Treatment management is for the most part intended to treat the symptoms with benzodiazepines, physiotherapy and individualised care but also to treat the dysimmunitary background of the syndrome. IvIg and steroids are the classical first-lines treatments for SPS and other auto immune diseases, usually show variable success, with complete failure in the present case. Other possibilities include immunosuppressants drugs such as cyclophosphamide which didn’t show satisfactory result herein. Due to cyclophosphamide cumulative toxicity, rituximab was a seducing alternative to lower auto antibody production[19]. Regular follow up are organized to assess clinical state and surveillance of tumoral occurrence since paraneoplastic syndrome cannot be completely ruled out.

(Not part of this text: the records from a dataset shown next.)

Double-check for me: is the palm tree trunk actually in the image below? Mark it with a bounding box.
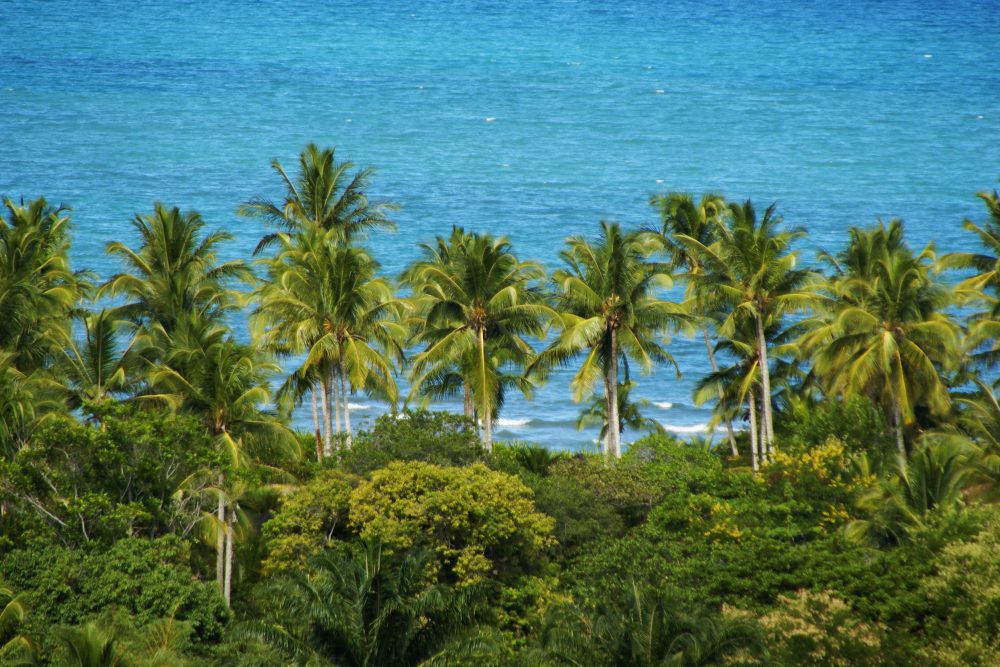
[479,327,493,452]
[608,328,622,459]
[223,508,236,607]
[757,314,774,455]
[892,394,906,470]
[701,327,740,456]
[462,380,475,419]
[309,384,323,463]
[320,373,333,456]
[330,367,343,435]
[215,486,226,595]
[340,368,351,449]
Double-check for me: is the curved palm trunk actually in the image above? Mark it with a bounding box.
[340,368,352,449]
[478,327,493,452]
[756,315,774,456]
[309,384,323,463]
[222,509,236,607]
[701,327,740,456]
[607,328,622,459]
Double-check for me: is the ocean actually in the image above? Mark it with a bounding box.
[0,0,1000,449]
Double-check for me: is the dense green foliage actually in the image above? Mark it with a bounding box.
[0,155,1000,667]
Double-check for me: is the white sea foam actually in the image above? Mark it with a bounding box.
[663,423,709,434]
[497,417,531,428]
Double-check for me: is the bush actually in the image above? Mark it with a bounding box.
[350,462,555,584]
[0,536,229,652]
[342,410,483,475]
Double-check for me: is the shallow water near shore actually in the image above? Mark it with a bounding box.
[0,0,1000,448]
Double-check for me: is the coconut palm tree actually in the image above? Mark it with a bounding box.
[576,382,666,442]
[649,192,739,456]
[143,320,297,605]
[58,309,139,405]
[254,232,406,454]
[237,144,398,255]
[678,200,815,455]
[941,190,1000,376]
[403,227,552,450]
[0,583,35,665]
[237,543,496,667]
[55,623,133,667]
[0,198,87,373]
[802,220,959,465]
[539,221,689,458]
[98,202,253,350]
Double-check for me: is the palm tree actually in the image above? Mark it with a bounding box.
[0,583,35,665]
[237,544,492,667]
[539,221,687,458]
[678,200,815,455]
[576,382,666,442]
[649,192,739,456]
[55,623,133,667]
[941,190,1000,376]
[98,202,253,349]
[254,232,405,454]
[237,144,398,255]
[802,220,958,465]
[58,309,139,404]
[144,320,296,605]
[0,198,87,373]
[403,227,552,450]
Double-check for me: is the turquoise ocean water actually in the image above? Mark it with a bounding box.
[0,0,1000,447]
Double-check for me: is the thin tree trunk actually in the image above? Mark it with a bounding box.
[330,367,343,435]
[215,475,226,595]
[223,508,236,607]
[320,373,333,456]
[309,384,323,463]
[479,328,493,452]
[462,380,475,419]
[340,368,352,449]
[608,328,622,459]
[757,314,774,455]
[892,395,906,470]
[701,327,740,456]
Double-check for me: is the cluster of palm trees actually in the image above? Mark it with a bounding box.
[0,145,1000,474]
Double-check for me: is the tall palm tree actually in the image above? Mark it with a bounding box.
[254,232,405,454]
[802,220,959,465]
[649,192,739,456]
[540,221,688,458]
[0,198,87,373]
[576,382,666,442]
[678,200,815,455]
[403,227,552,450]
[98,202,252,349]
[237,144,398,255]
[145,320,296,605]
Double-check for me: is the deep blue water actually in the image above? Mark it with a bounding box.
[0,0,1000,447]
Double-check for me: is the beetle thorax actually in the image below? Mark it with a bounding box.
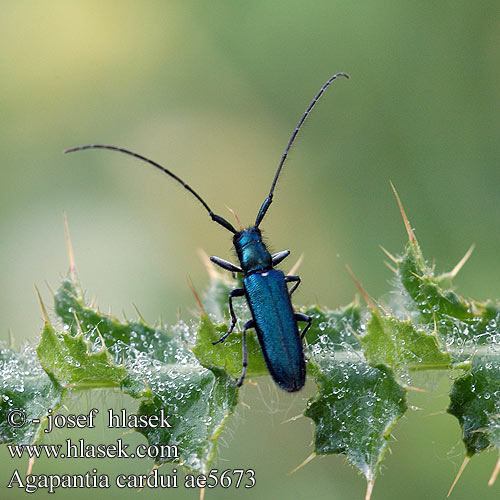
[233,227,272,274]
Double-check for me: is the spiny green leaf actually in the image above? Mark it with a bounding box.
[36,323,125,389]
[304,362,407,482]
[361,310,450,377]
[447,353,500,456]
[301,302,362,351]
[396,241,500,354]
[138,366,238,473]
[0,346,65,444]
[55,280,240,472]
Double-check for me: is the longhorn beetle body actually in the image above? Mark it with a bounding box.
[65,73,349,392]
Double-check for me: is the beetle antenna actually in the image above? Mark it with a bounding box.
[64,144,237,234]
[255,73,349,227]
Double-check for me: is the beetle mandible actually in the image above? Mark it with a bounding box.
[65,73,349,392]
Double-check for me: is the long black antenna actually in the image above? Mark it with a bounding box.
[255,73,349,227]
[64,144,238,234]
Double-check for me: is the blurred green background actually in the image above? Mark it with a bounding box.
[0,0,500,499]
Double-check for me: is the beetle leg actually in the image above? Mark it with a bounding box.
[271,250,290,266]
[212,288,245,345]
[285,274,300,297]
[210,255,243,273]
[236,319,254,387]
[293,313,312,340]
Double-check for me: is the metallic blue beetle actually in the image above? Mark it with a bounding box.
[65,73,349,392]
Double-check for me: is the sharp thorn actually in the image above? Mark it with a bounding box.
[488,457,500,486]
[389,181,417,243]
[281,413,304,424]
[8,328,15,349]
[132,302,146,323]
[137,464,159,493]
[365,479,375,500]
[448,244,475,279]
[384,260,398,274]
[379,245,399,264]
[26,457,35,475]
[288,253,304,274]
[63,212,78,282]
[345,264,376,309]
[446,455,470,497]
[33,285,50,324]
[73,311,83,335]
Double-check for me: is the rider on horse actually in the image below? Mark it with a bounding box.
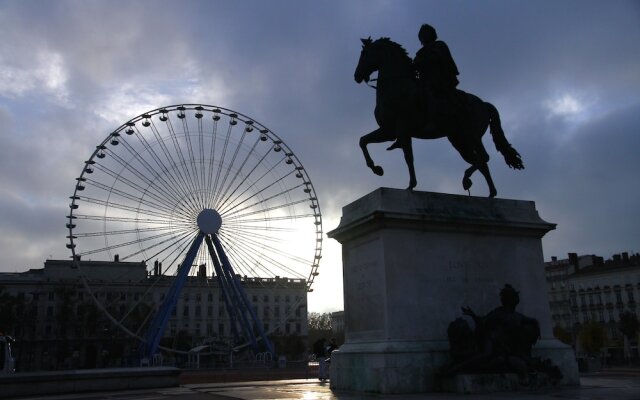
[388,24,460,150]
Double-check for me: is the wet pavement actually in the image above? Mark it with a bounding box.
[12,371,640,400]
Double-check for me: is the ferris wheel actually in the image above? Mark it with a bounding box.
[67,104,322,356]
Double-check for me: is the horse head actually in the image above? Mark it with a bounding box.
[353,36,379,83]
[354,37,415,83]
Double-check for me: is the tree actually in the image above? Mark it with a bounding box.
[553,325,573,345]
[578,321,606,356]
[307,312,331,331]
[618,310,640,340]
[618,310,640,360]
[307,312,332,353]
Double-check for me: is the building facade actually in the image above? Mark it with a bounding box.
[545,253,640,359]
[0,260,307,371]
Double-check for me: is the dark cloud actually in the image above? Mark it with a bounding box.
[0,0,640,309]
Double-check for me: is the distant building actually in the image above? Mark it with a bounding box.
[331,311,344,336]
[0,260,307,371]
[545,253,640,359]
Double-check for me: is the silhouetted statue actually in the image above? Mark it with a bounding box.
[446,284,562,382]
[354,34,524,197]
[387,24,460,150]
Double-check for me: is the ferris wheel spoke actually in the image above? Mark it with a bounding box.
[225,199,309,220]
[149,118,198,208]
[216,152,286,213]
[85,179,171,216]
[78,232,182,260]
[87,164,181,209]
[135,120,201,211]
[213,125,249,204]
[225,213,316,225]
[75,214,193,228]
[219,146,272,212]
[221,233,303,279]
[226,228,309,265]
[211,123,235,208]
[67,104,322,357]
[212,134,260,212]
[78,196,180,219]
[198,117,207,206]
[220,234,273,277]
[222,231,307,276]
[75,226,188,238]
[166,119,201,208]
[206,115,220,205]
[112,137,188,206]
[220,166,294,215]
[162,231,199,276]
[142,230,197,270]
[222,184,309,219]
[181,114,205,209]
[122,229,198,261]
[224,223,296,232]
[104,139,188,209]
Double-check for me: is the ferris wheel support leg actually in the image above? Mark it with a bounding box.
[140,232,204,358]
[204,235,240,342]
[212,235,260,353]
[211,234,276,359]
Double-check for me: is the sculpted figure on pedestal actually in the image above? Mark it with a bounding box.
[354,24,524,197]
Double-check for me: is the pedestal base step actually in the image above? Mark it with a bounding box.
[442,373,555,394]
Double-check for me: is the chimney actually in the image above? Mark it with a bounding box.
[569,253,580,272]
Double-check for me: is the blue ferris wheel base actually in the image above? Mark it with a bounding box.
[140,231,276,359]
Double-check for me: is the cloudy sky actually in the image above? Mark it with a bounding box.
[0,0,640,311]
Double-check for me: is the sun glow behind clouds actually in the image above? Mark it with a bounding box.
[543,93,595,121]
[0,51,69,105]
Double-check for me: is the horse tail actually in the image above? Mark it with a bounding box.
[484,102,524,169]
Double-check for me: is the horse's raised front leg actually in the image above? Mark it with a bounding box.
[462,165,478,194]
[402,138,418,190]
[478,163,498,198]
[360,128,391,176]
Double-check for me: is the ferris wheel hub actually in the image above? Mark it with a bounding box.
[196,208,222,235]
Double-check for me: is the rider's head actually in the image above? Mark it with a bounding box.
[500,284,520,310]
[418,24,438,45]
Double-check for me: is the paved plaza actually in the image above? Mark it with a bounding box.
[13,370,640,400]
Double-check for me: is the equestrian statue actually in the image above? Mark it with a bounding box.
[354,24,524,197]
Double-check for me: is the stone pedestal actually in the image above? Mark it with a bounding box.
[329,188,578,393]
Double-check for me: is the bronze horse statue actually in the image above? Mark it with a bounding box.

Finally, the improvement and clear good outcome of patient ‘s general status and neuromuscular syndrome, respectively under diazepam and immunosuppressants drugs without any dopaminergic treatment, definitely excluded a Segawa ‘s syndrome. Moreover, even though lumbar contracture is a possible rarer manifestation of this inherited rare disease, the absence of another familial case, the late onset of the disease and the absence of typical legs dystonia and/or of associated signs of Parkinson’s syndrome are all clearly in disfavour of other differential diagnosis.

To conclude, a sooner investigation of anti-GAD antibodies in patients with unclear gastrointestinal or biliary tract dysmotility, notably in the context of skeletal muscle stiffness, would enable a faster nosological diagnosis and adapted treatment, including immunosuppressants.